Epidemiologic Criteria
Within 21 days of illness onset:
  • Reports having contact with a person or people with a similar appearing rash or who received a diagnosis of confirmed or probable mpox OR
  • Had close or intimate in-person contact with individuals in a social network experiencing mpox activity, this includes men who have sex with men (MSM) who meet partners through an online website, digital application (“app”), or social event (e.g., a bar or party) OR
  • Traveled outside the US to a country with confirmed cases of mpox or where Mpox virus is endemic OR
  • Had contact with a dead or live wild animal or exotic pet that is an African endemic species or used a product derived from such animals (e.g., game meat, creams, lotions, powders, etc.)

Exclusion Criteria
A case may be excluded as a suspect, probable, or confirmed case if:
  • An alternative diagnosis* can fully explain the illness OR
  • An individual with symptoms consistent with mpox does not develop a rash within 5 days of illness onset OR
  • A case where high-quality specimens do not demonstrate the presence of Orthopoxvirus or Mpox virus or antibodies to orthopoxvirus

†Clinical suspicion may exist if presentation is consistent with illnesses confused with mpox (e.g., secondary syphilis, herpes, and varicella zoster).

*The characteristic rash associated with mpox lesions involve the following: deep-seated and well-circumscribed lesions, often with central umbilication; and lesion progression through specific sequential stages—macules, papules, vesicles, pustules, and scabs.; this can sometimes be confused with other diseases that are more commonly encountered in clinical practice (e.g., secondary syphilis, herpes, and varicella zoster). Historically, sporadic accounts of patients co-infected with Mpox virus and other infectious agents (e.g., varicella zoster, syphilis) have been reported, so patients with a characteristic rash should be considered for testing, even if other tests are positive.   Categorization may change as the investigation continues (e.g., a patient may go from suspect to probable).

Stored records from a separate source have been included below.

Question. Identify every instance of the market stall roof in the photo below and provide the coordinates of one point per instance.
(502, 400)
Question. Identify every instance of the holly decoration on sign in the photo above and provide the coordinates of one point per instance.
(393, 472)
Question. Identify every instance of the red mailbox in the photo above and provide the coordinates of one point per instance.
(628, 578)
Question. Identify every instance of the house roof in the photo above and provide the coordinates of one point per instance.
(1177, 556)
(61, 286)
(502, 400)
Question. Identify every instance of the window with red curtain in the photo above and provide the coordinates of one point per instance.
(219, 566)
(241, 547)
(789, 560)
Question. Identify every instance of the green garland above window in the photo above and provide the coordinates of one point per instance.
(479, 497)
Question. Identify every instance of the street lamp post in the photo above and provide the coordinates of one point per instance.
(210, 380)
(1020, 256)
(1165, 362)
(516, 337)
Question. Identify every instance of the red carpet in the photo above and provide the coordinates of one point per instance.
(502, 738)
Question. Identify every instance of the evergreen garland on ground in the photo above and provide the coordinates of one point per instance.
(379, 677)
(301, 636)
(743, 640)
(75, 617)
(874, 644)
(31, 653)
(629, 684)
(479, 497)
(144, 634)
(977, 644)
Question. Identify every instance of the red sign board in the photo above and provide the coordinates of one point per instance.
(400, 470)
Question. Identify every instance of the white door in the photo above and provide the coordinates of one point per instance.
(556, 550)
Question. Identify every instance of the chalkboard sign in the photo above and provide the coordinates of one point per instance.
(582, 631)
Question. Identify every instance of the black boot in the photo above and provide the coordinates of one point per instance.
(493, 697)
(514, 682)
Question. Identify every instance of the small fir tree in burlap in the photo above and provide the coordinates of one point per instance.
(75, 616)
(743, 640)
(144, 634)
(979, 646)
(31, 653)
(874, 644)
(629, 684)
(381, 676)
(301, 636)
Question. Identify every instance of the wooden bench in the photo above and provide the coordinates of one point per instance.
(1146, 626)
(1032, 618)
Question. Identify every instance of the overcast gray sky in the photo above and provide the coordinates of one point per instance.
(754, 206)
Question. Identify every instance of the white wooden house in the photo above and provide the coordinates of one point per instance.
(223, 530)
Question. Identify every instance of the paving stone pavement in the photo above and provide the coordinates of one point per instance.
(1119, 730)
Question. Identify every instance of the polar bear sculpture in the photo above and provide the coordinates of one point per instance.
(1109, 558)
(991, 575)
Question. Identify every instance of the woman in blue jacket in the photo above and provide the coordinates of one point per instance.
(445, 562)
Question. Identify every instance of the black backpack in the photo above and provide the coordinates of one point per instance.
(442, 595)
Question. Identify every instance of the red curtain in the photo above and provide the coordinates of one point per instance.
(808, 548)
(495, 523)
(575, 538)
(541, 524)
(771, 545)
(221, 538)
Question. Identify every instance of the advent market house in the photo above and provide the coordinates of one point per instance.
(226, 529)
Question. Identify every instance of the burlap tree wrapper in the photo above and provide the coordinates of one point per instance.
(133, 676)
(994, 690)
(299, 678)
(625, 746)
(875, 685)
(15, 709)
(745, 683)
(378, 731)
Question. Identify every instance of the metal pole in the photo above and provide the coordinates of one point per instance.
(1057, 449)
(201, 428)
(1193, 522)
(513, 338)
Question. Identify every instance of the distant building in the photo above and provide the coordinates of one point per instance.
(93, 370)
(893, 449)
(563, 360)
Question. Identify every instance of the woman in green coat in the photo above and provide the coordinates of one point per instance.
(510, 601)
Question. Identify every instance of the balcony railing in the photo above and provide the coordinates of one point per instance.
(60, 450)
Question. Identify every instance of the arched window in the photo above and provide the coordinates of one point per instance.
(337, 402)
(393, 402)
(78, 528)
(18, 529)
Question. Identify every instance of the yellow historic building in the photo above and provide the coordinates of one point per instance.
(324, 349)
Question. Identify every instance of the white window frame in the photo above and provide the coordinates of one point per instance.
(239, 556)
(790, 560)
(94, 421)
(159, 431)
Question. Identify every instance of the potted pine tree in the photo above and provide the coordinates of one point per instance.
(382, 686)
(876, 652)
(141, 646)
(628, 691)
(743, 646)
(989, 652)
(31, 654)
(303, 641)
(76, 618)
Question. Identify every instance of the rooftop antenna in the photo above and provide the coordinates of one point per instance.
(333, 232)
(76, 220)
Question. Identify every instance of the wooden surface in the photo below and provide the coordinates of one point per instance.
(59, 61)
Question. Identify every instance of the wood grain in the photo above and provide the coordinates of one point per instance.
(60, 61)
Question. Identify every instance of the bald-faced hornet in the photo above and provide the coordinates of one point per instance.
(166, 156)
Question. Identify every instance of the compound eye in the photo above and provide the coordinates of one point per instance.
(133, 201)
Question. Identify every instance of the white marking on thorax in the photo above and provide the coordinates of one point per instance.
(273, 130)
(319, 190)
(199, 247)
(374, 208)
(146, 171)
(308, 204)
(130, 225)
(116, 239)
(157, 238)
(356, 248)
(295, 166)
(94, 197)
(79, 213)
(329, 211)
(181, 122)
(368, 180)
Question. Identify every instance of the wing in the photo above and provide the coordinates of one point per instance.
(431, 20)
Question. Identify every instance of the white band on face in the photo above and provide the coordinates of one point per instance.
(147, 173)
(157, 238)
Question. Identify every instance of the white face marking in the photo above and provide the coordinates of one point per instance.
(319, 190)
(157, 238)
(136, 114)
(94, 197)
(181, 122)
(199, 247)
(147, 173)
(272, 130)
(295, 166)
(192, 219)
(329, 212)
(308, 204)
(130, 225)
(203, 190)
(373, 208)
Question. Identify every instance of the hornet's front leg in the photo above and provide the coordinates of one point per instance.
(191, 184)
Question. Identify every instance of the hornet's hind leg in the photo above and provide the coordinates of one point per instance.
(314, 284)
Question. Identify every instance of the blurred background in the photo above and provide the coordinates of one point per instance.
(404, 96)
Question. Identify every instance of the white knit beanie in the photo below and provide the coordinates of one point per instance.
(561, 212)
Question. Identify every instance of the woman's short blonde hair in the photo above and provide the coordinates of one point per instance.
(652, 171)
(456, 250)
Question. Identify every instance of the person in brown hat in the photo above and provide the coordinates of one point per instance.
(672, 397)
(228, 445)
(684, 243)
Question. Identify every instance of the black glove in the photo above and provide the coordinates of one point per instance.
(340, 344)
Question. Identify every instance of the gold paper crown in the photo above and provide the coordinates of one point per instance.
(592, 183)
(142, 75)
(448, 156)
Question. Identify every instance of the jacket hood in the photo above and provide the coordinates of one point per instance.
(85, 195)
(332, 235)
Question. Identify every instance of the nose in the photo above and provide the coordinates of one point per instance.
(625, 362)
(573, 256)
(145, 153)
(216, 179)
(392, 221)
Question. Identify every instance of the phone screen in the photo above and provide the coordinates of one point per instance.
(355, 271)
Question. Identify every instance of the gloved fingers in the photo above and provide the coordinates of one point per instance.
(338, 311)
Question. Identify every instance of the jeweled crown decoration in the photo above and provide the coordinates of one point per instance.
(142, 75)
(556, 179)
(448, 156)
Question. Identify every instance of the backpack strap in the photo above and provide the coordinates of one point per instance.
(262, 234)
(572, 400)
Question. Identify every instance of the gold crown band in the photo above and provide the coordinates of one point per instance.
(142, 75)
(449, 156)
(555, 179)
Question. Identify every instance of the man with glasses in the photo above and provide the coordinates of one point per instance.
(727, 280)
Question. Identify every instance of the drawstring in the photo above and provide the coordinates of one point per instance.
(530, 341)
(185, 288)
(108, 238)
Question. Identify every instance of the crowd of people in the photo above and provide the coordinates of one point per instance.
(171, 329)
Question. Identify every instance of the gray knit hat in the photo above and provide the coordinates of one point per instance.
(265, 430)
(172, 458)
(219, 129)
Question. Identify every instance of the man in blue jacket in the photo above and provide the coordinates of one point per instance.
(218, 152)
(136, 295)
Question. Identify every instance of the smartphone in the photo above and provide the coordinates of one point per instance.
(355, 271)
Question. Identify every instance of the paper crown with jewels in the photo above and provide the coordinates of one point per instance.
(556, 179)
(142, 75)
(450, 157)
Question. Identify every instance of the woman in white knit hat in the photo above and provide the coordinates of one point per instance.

Additional information: Mpox is an Orthopoxvirus , the same genus as smallpox, variola and vaccinia viruses. Incubation period is generally between 7-17 days. Clinical disease is very similar to smallpox and starts with a prodromal phase of 1-4 days consisting of fever, headache, and fatigue. Lymphadenopathy may occur as well. However, in the most recently reported cases, prodromal symptoms have not always occurred, and some cases only had lesions in the genital and perianal region, without other symptoms. The rash is well circumscribed, hard, deep-seated and umbilicated.

A person is infectious from symptom onset until lesions have crusted, those crusts have separated, and a fresh layer of healthy skin has formed underneath. Human-to-human transmission occurs through direct contact with body fluids or lesion material, or prolonged contact with respiratory droplets. Indirect contact with lesion material through fomites has also been documented. Animal-to-human contact may occur through a bite or scratch, preparation of wild game and direct or indirect contact with body fluids or lesion material.

There is no specific treatment for mpox virus infection, although antivirals developed for use in patients with smallpox may prove beneficial. Persons with direct contact (e.g., exposure to the skin, crusts, body fluids, or other materials) or indirect contact (e.g., presence within a six foot radius in the absence of an N-95 or filtering respirator for ≥3 hours) with a patient with mpox should be monitored by health departments, depending on their level of risk, some persons may be candidates for post-exposure prophylaxis with smallpox or mpox vaccine under an Investigational New Drug protocol after consultation with public health authorities.

Note: as of November 2022, the World Health Organization renamed monkeypox as mpox to avoid potential stigma associated with the name. WHO officials said the use of the new term will be phased in over a year.